Over-30s 'ignore alcohol advice'
People in their 30s and 40s are worse than those in their 20s at knowing when to stop drinking, a poll has suggested. Once past the age of 30 the body loses muscle and water and gains fat - making the effects of alcohol more pronounced. A survey by YouGov found almost half of 30 to 50-year-olds confessed to drinking too much at times and had not learned to stick to their limits.
Yeah, you know, I daren't walk past my local bowls club on a Saturday evening for fear of being assaulted by binge-drinking pensioners.
One in three of the 30 to 50-year-olds surveyed said that drinking too much had wrecked a night out for them at least once in the past year, and 44% said they hadn't learned to stick to the recommended number of drinks.

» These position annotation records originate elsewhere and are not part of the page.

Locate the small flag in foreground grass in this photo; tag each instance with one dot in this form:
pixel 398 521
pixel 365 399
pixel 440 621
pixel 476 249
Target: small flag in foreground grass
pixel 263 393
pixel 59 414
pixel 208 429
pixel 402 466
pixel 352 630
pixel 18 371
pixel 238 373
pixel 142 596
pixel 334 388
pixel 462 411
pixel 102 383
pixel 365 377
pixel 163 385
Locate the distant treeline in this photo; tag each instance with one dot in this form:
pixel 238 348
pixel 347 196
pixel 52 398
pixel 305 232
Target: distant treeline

So the vast majority hadn't had a bad drinking experience in the last year? Not even on one occassion. Sound like a pretty sober lot to me.

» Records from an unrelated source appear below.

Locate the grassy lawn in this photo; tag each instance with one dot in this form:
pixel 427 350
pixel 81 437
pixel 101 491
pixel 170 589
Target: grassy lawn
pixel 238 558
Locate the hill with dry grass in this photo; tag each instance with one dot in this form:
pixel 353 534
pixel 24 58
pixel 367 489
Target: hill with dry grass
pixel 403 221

Professor Ian Gilmore, president of the Royal College of Physicians and Chair of the Alcohol Health Alliance, said: "This research shows that binge drinking and hangovers are not just a problem for younger drinkers. "Many people underestimate the amount of units they are drinking because drinks have been getting stronger, and glasses larger, over the past couple of decades - a small glass of wine can now be two units, and large glasses three to four units.
Drinks have been getting stronger and glasses larger? Where does the good prof do his boozing, I wonder. Wine measures are getting larger, it's true, but last time I was in a pub I didn't notice many of the customers drinking Shiraz. They were downing pints of bitter, lager and Guiness or shots of whisky, gin, vodka or rum , in measures that haven't changed for donkey's years and in strengths that have remained unaltered for years - except for Gordon's gin, which has got weaker. Perhaps us older types know full well that the recommended daily limits are utterly meaningless and were not arrived at by careful scientific research but simply 'plucked out of the air'.